После войны, когда благодаря случайности были установлены связи с некоторыми Крупниковыми, я узнал о судьбе Люсика. Лев Крупников пошел по стопам отца, стал врачом. Он никогда не ощущал себя евреем. Во время войны он стал командиром медсанбата. В Польше, увидев евреев, освобожденных из концлагерей, несчастных, бывших у советских учреждений на подозрении («Каким образом вам удалось выжить?» – грозно вопрошали люди в погонах), Лев Крупников «осознал свою причастность к этим жертвам дичайшего антисемитизма» (слова Веры Михайловны). Лев Крупников погиб в январе 1945 года в Польше.
Мне дали телефон Веры Михайловны, я позвонил ей и услышал: «Вы – сын Яши и Мани? Как я рада! Приходите сейчас же к нам! Сегодня день рождения Люсика…»
Когда я пришел, у нее уже было много народу. То были друзья, товарищи ее сына, его одноклассники, сокурсники, сослуживцы по медсанбату. Оказалось, они приходят к Вере Михайловне каждый год в день рождения ее погибшего сына. Я услышал в тот вечер много хорошего о моем двоюродном брате. Судя по всему, он был поистине незаурядной личностью. Его любили и уважали, многие говорили о нем с восхищением. А я сидел и вспоминал Берлин и дядю Давида, который так часто говорил о своем Люсике.
Берлин, однако, запомнился фрагментарно – как вереница отдельных картин. Например, помнится медведь, вернее, его чучело в KDW (Kaufhaus des Westens) – одном из крупнейших универмагов немецкой столицы. Запомнились такси с четырехугольным отверстием в крыше. Помню колкую траву на курортах Bad Pyrmont или Nauheim, которые родители посетили в 1923 году.
Помню, папа несколько раз уезжал и привозил «из Риги» конфеты, консервы, сметану. Один раз вся семья поехала в Штеттин – встречать «пароход с папой».
Много лет спустя я лучше понял Берлин моих детских воспоминаний. Он был одним из главных центров русской эмиграции. В Берлине тогда выходили две ежедневные русские газеты, работало 36 русских издательств. Берлинский район Шарлоттенбург тогда называли «Шарлоттенград»! В Берлинских театрах ставили русские пьесы. Уже юношей в Риге я услышал от мамы рассказ о том, как в берлинском кафе она видела нескольких известных петербургских писателей и публицистов и подумала, что они своего добились, но совсем, совсем не так, как они это себе представляли в первые недели войны. Она вспомнила, как эти литераторы в 1914 году призывали русскую армию: «На Берлин! На Берлин!». Русские оказались-таки в Берлине, но не победителями (это произойдет лишь в 1945 году), а эмигрантами.
Не все оставались в Берлине в эмиграции. Граф Алексей Толстой, известный художник Билибин и ряд других эмигрантов вернулись в Россию, в советскую Россию. В Берлине того времени бывали Маяковский, Эренбург и многие другие.

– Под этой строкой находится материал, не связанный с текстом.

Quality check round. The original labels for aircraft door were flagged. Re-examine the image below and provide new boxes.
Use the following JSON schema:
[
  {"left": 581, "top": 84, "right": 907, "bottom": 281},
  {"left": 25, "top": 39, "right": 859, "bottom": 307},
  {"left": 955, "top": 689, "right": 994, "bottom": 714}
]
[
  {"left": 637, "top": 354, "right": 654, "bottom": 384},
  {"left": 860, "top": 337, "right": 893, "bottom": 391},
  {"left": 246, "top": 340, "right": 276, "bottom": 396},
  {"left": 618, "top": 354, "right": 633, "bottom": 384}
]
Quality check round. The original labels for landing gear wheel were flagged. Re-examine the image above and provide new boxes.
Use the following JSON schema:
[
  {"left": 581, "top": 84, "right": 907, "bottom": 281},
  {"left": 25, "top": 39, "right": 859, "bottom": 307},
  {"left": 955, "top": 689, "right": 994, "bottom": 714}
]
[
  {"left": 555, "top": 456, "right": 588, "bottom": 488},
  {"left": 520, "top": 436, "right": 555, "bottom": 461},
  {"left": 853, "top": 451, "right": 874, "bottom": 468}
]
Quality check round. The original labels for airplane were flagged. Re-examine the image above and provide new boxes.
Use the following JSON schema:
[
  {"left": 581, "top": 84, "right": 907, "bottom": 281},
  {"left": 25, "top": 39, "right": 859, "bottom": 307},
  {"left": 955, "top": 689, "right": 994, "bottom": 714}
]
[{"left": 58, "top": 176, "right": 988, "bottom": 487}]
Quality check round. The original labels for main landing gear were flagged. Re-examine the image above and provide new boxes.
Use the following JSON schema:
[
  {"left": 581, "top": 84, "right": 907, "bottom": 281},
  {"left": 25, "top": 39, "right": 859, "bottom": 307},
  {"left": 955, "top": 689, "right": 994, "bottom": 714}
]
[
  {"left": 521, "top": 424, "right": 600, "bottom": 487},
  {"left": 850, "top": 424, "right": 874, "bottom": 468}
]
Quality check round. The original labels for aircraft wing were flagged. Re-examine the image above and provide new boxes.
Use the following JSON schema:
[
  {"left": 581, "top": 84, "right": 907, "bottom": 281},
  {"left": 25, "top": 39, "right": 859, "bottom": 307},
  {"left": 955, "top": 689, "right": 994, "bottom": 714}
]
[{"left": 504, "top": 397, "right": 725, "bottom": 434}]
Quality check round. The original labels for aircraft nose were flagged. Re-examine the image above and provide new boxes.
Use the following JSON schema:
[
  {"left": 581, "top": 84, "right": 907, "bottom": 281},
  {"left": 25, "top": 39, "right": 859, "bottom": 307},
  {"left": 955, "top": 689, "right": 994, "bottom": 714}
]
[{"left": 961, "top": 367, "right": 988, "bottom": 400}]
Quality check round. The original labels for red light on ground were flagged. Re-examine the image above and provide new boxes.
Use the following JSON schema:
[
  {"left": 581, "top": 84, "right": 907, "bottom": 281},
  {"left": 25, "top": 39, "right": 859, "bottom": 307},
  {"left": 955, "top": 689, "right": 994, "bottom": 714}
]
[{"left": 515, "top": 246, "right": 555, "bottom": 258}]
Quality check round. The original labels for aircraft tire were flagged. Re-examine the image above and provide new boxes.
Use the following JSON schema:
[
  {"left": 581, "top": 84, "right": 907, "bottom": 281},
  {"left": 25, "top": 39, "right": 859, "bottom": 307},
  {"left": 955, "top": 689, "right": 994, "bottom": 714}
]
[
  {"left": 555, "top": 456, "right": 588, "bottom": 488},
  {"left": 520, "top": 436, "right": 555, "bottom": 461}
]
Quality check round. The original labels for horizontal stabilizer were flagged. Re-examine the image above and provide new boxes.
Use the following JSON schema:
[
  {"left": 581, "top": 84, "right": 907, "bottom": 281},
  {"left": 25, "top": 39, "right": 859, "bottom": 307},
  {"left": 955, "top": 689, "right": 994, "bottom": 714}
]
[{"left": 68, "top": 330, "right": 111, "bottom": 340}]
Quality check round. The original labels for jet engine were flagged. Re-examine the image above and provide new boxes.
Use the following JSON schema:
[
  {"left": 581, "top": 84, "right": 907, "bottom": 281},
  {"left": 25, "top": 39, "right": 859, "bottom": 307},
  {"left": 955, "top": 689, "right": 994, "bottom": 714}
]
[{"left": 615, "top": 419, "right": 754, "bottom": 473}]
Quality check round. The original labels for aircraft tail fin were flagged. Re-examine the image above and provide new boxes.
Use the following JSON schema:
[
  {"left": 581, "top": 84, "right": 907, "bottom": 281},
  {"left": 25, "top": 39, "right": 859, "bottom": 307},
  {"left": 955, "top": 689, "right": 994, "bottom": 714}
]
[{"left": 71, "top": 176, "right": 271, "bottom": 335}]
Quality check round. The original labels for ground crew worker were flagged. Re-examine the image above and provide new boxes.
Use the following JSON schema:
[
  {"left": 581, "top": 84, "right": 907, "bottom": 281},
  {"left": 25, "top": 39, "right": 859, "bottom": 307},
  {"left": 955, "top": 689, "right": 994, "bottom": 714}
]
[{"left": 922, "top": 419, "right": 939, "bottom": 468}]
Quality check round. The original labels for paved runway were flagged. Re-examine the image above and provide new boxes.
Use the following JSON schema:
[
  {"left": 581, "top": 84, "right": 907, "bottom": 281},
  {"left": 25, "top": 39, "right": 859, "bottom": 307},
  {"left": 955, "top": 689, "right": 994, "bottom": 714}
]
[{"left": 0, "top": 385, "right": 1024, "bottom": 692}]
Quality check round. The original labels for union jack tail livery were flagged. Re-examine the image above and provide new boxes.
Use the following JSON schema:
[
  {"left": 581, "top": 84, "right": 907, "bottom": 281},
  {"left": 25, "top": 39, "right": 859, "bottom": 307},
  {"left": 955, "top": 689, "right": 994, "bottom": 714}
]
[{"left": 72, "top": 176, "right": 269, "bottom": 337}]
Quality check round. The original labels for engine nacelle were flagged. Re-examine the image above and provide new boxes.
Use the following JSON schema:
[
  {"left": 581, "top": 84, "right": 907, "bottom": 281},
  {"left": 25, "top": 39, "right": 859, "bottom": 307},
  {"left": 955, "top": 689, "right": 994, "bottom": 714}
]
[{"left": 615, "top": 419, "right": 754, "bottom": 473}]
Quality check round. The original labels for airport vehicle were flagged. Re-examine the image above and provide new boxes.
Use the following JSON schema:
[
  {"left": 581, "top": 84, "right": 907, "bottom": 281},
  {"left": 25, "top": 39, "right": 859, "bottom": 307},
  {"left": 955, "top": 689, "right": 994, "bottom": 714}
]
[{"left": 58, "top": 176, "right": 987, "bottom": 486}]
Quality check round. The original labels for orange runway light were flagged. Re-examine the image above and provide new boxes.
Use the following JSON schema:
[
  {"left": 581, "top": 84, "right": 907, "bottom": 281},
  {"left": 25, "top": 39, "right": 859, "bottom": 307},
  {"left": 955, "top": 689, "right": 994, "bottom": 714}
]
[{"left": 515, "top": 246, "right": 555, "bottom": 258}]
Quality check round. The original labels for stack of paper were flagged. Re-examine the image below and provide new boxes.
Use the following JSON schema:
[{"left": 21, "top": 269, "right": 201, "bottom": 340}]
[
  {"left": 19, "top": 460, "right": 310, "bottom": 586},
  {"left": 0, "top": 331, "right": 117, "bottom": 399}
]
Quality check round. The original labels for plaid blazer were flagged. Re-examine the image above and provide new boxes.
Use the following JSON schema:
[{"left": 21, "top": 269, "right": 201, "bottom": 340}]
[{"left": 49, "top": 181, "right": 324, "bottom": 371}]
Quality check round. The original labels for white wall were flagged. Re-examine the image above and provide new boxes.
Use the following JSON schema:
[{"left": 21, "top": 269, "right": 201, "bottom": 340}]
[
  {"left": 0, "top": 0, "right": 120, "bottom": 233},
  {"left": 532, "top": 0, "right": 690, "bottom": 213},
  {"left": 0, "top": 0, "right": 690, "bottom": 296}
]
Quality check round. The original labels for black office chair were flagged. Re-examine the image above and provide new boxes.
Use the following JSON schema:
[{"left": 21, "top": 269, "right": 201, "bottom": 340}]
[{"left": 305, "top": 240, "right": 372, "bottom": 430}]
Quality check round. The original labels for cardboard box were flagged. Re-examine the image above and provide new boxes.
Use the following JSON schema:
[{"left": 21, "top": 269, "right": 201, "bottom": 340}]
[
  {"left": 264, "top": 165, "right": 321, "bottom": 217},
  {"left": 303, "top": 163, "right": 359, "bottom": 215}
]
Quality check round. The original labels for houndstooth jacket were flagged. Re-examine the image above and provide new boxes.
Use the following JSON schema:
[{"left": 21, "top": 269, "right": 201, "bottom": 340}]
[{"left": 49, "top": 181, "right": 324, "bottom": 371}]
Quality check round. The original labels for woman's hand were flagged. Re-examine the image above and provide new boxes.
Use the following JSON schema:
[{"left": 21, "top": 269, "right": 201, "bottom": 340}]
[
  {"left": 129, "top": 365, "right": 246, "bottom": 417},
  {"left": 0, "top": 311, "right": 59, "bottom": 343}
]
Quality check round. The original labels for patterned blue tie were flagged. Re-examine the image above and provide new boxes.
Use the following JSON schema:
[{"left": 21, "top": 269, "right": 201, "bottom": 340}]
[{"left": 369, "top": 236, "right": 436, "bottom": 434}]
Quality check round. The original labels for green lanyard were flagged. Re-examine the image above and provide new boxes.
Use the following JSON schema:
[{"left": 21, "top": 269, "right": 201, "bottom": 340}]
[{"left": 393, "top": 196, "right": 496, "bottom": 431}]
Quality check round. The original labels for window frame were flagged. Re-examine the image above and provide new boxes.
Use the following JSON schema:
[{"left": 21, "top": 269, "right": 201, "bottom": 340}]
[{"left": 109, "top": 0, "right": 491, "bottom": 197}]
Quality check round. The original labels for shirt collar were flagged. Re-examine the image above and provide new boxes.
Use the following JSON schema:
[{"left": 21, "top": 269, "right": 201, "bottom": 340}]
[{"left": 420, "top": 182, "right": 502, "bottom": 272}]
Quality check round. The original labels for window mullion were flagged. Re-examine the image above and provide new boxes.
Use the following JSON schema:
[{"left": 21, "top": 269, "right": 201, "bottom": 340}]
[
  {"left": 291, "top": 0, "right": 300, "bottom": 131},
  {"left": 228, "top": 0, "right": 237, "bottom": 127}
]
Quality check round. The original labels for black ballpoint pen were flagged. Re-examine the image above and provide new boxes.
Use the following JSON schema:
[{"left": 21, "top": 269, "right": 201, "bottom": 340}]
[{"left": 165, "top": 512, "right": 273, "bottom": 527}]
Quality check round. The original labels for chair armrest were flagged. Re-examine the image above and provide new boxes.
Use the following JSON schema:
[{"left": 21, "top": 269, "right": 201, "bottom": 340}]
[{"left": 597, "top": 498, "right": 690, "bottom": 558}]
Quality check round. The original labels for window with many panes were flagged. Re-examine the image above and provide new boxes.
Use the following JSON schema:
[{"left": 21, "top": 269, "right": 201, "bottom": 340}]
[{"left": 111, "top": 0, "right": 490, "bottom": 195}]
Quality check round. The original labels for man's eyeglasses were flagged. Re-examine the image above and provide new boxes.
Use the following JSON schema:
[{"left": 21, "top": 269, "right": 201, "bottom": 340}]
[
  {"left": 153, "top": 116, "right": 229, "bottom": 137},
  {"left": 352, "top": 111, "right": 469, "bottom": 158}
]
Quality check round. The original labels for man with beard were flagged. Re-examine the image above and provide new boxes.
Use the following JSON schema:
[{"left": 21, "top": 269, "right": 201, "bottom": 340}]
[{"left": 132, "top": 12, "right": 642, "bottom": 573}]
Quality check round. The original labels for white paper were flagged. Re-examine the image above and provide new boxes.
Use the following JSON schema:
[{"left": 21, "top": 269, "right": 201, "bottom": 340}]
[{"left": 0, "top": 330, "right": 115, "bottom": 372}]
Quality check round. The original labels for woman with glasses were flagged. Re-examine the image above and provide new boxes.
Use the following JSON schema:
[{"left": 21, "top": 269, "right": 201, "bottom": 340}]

* * *Когда в начале двадцатых годов военный коммунизм в России[13] сменила новая экономическая политика – НЭП, мои родители были столь наивны, что поверили в возможность перемен и решили вернуться в Россию. Путь вел через Ригу, но там они застряли и в конце концов остались.
Помню большие сборы: заколачивали ящики, паковали чемоданы. Я хотел помочь и, естественно, всем мешал. А потом был поезд… Мы ехали втроем – братья оставались в Берлине.
Затем был большой вокзал. Я отошел в сторону, чтобы что-то там посмотреть, и потерял из виду родителей. Остальное запомнилось обрывками – какие-то дяди, кто-то говорит со мной по-французски.
Меня отвели к родителям. Помню слезы на глазах мамы и то, как папа меня шлепнул по «продолжению спины». Позже я узнал, что все это было на вокзале в Варшаве. Следующий раз я был в этом городе 65 лет спустя, в 1988 году, по дороге в Торунь, в университет, где я провел очень интересный месяц. В Берлин я вернулся на двадцать один год раньше, в 1967 году. В тот раз это был «Берлин – столица ГДР». До Западного Берлина я добрался лишь в 1989 году.
А после «варшавского папиного шлепка» была Рига, откуда папа раньше привозил вкусные гостинцы. Рига, в которой мы остались и в которой я прожил бо́льшую часть жизни.
* * *Хотя целью родителей было как можно быстрее продолжить путь в Петербург, первое, что они сделали, остановившись в Риге, – отдали меня в латышский детский сад. Через месяц я там уже вовсю тараторил по-латышски, пускай и на начальном, детском уровне.
Мы жили какое-то время в гостинице «Бельвю» на углу бульвара Райниса и Мариинской, потом переехали в дом на Лачплеша, 1 (на углу Кр. Валдемара). Только тогда говорили не «Лачплеша», а Романовская, не «Валдемара», а Николаевская. Последняя в 1941-1943 гг. станет улицей Германа Геринга, потом опять Кр. Валдемара, затем Максима Горького, а теперь снова Кр. Валдемара. История смены названий рижских улиц – занимательная тема, которая позволяет лучше понять поистине драматическую историю города.
Рига началась для меня с посещения знакомых. Не моих, конечно, – это были старые знакомцы родителей: сперва Константиновский, а потом Косманы. Старик Константиновский жил с семьей дочери – Либманами – на углу Романовской и Школьной. Когда мы пришли к ним в первый раз, его внук, мой одногодок, взял меня за руку и сказал, что у него есть братик и он покажет мне его. Братик запомнился – он лежал в кроватке, было ему всего два месяца.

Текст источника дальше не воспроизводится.